The lack of consensus on bitcoin has seen its share of overall cryptocurrency market capitalisation in 2017 fall from 90% at the start of the year to about 47% now. Lightning Network may get activated on bitcoin eventually but this scaling method still seems a long way off with testing only happening now on the Litecoin network.
Due to the disagreements in the ways to scale bitcoin, we saw bitcoin split into bitcoin cash and bitcoin gold in 2017. We do not see the bitcoin community rallying behind a common consensus in 2018 and this will result in more splits in the bitcoin network.
Unlike the bitcoin community, ethereum’s scaling roadmap is more defined. Measures have been taken to scale ethereum, such as Plasma, Raiden Network, sharding and so on. We may see ethereum showing other cryptocurrencies the best practice in scaling blockchain networks in 2018.

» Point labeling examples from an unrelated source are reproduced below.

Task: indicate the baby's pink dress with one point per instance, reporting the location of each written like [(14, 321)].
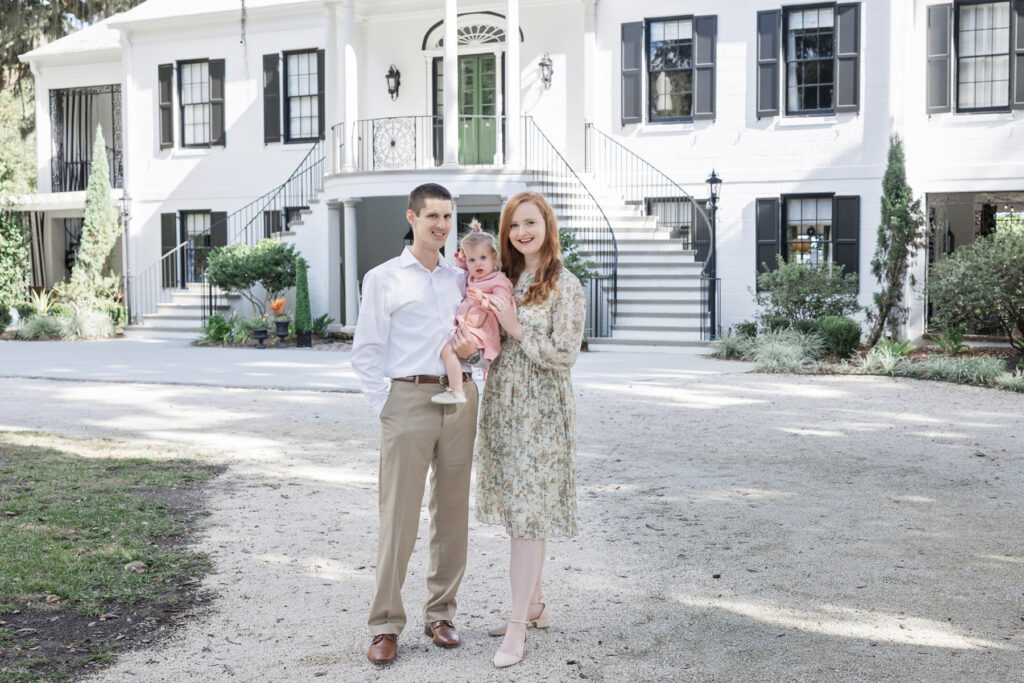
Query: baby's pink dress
[(476, 321)]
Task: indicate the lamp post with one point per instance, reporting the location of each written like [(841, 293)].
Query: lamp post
[(714, 191)]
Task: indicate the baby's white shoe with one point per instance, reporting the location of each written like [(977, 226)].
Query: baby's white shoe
[(448, 397)]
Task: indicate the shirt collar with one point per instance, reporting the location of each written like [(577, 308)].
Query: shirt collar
[(407, 259)]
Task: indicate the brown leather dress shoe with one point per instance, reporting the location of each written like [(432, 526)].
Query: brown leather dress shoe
[(384, 648), (443, 633)]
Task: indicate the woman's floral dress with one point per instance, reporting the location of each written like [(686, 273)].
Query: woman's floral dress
[(525, 460)]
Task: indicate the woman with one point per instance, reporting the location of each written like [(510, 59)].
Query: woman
[(526, 437)]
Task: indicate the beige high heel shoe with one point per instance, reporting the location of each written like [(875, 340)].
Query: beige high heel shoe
[(503, 659), (543, 621)]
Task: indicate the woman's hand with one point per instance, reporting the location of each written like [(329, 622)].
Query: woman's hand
[(507, 313)]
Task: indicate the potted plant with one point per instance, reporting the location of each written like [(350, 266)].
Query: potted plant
[(303, 317), (281, 321)]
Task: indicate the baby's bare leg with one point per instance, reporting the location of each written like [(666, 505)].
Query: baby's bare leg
[(453, 367)]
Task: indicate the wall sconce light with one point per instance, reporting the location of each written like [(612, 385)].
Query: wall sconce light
[(393, 78), (547, 69)]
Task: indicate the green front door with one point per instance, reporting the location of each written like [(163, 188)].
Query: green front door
[(477, 105)]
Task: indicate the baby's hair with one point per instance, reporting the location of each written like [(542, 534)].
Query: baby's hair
[(478, 238)]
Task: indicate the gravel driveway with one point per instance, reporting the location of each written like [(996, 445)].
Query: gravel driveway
[(733, 526)]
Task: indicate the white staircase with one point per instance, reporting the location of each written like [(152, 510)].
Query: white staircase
[(658, 299)]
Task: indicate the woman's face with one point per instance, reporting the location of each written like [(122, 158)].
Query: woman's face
[(480, 259), (526, 230)]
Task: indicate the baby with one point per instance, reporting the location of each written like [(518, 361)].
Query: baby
[(479, 257)]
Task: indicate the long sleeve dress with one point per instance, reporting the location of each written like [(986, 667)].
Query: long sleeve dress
[(526, 438)]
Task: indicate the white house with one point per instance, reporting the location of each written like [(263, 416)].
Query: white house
[(310, 121)]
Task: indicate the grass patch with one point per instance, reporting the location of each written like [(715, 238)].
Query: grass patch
[(69, 525)]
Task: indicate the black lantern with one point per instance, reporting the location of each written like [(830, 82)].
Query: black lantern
[(547, 69), (714, 186), (393, 78)]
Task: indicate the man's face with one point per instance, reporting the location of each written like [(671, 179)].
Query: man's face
[(431, 226)]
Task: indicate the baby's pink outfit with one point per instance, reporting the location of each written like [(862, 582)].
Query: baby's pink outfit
[(476, 321)]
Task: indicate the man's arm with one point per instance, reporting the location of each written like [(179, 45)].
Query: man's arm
[(370, 343)]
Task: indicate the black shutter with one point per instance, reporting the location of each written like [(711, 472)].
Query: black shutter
[(217, 102), (769, 28), (848, 57), (937, 78), (271, 98), (165, 73), (218, 228), (767, 233), (1017, 67), (846, 232), (632, 73), (168, 241), (321, 101), (705, 30)]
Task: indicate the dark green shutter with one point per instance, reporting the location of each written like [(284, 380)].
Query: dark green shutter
[(769, 28), (1017, 66), (217, 102), (848, 57), (165, 74), (767, 229), (632, 71), (271, 98), (846, 232), (218, 228), (321, 100), (705, 30), (939, 58)]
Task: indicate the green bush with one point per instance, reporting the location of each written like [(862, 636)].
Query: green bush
[(980, 285), (842, 335), (797, 291), (303, 316), (747, 329), (240, 268)]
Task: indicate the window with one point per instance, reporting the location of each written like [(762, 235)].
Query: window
[(670, 69), (808, 229), (982, 55), (301, 98), (810, 59), (194, 86)]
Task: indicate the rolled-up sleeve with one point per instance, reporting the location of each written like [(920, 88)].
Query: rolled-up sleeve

As the cryptocurrency market continues to grow, we see more cryptocurrency funds being created and institutional/family office funds putting their money into this alternative asset class. We will finally see regulated structured products being approved in 2018, allowing the broader public to buy into cryptocurrencies more easily. 2017 has seen several bitcoin ETFs almost get approval and the launch of the bitcoin futures market by CBOE and CMF. The year has shown Wall Street that cryptocurrencies as an asset class can no longer be considered too small to be ignored.
We also expect a lot of developments in decentralised cryptocurrency exchanges. At the moment, most trading is done on centralised exchanges where users need to trust their funds with a centralised entity. We expect to see trading volume moving to decentralised exchanges and a market leader to appear in 2018.
There will also be some blockchain interoperability projects being pushed forward and we may see more cryptocurrencies being exchanged on-chain instead of via exchanges. We have seen the first Litecoin-Vertcoin atomic swap happen on-chain and there will be more such experiments in 2018.
Lastly, we expect more enterprise blockchain projects to emerge. Private blockchain firms such as R3, Hyperledger and ethereum Enterprise Alliance have taken a backseat this year with not much news coverage, but we will not be surprised if more companies experiment with the blockchain solutions of one of these platforms in 2018.